Administration reactions: Extravasation may occur during infusion; the injection site should be monitored closely.

Carcinogenic potential: Carmustine may be carcinogenic in humans. Patients should be monitored regularly and advised to report any unusual symptoms.

Ocular toxicity: Eye toxicity has been reported when Carmustine was administered through unapproved intra-arterial routes.

Embryo-fetal toxicity: Carmustine may harm the fetus. Women of reproductive potential should be advised to avoid pregnancy during treatment.

Pediatric Use: The safety and effectiveness of Carmustine in children have not been clearly established. A long-term study reported cases of delayed pulmonary fibrosis occurring as late as 17 years after treatment in patients who received Carmustine during childhood or early adolescence (ages 1 to 16 years). In that study, 8 out of 17 patients (47%) who survived childhood brain tumors died due to pulmonary fibrosis, including all 5 patients who were initially treated before the age of 5.

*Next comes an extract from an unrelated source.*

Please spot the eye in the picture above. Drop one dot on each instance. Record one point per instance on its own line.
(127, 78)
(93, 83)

Geriatric Use: Clinical studies of Carmustine did not include enough patients aged 65 years and older to determine whether their response differs from that of younger patients. However, other clinical experience has not shown significant differences between elderly and younger patients. In elderly patients, dose selection should be done cautiously, usually starting with the lowest effective dose, due to the higher likelihood of reduced liver, kidney, or heart function, as well as the presence of other diseases or concurrent medications. Since Carmustine and its metabolites are mainly excreted through the kidneys, patients with impaired renal function may have a higher risk of toxicity. Because older patients are more likely to have decreased kidney function, careful dose adjustment and regular monitoring of renal function are recommended.

Cytotoxic Chemotherapy

Store Carmustine and its diluent in a refrigerator at 2°C–8°C. Unopened vials should be kept refrigerated to maintain stability. Under recommended storage conditions, the product remains stable for up to 3 years.